Security aspects are relevant for great many other things (and I don't need threads, for example, and can see why they are out), so it's understandable boilerplate answer; just not applicable for this one.
Stax API is just a set of interfaces and abstract for crying out loud. But more importantly, it has exactly the same ramifications as including SAX, DOM and JAXP interfaces -- which are included already!
But it looks like this issue has been brought to attention of google devs:
discussion on whitelisting Stax API
so here's hoping that this and similar issues can be resolved swiftly.
GAE is run in a hosted environment with untrusted (and potentially malicious) clients, who often are given access for free.
In that type of environment, security is a very high concern, and APIs which have filesystem access get very heavy scrutiny.

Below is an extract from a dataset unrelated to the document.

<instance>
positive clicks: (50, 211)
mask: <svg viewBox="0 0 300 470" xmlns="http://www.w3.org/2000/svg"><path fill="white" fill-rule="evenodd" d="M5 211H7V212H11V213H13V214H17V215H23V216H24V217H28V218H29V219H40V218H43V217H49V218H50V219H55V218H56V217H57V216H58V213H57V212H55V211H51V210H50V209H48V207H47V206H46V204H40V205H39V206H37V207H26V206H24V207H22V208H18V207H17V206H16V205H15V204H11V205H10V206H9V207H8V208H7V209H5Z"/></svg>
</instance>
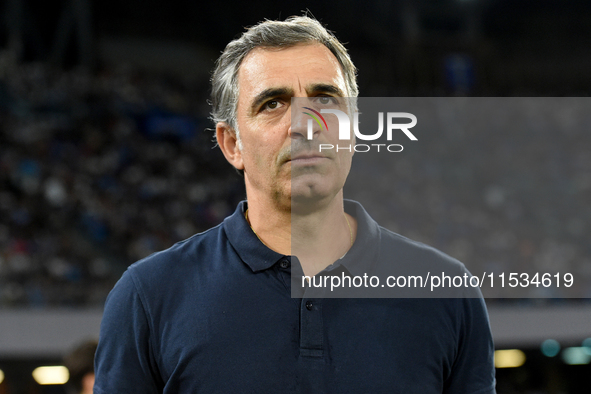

I think thats why they've chosen to start pretty conservatively in terms of what they allow.
It wouldn't surprise me at all if more classes find their way into the whitelist as security issues are addressed (and based on demand), though.
But I wouldn't even expect to get threading tools available, eg.
It's extremely doubtful that these things were dropped arbitrarily. GAE runs in an extremely security-sensitive environment, and the chances are good that an internal audit of the class libraries found some risks that Google was not willing to take.
As for your high-performance streaming XML parsers, you could try to find an appropriate library (jar file). Unless it relies on threads or file access (or black-listed API), it should work just as well as the one in the JDK.
There are a lot of (rather complex) libraries that work on GAE.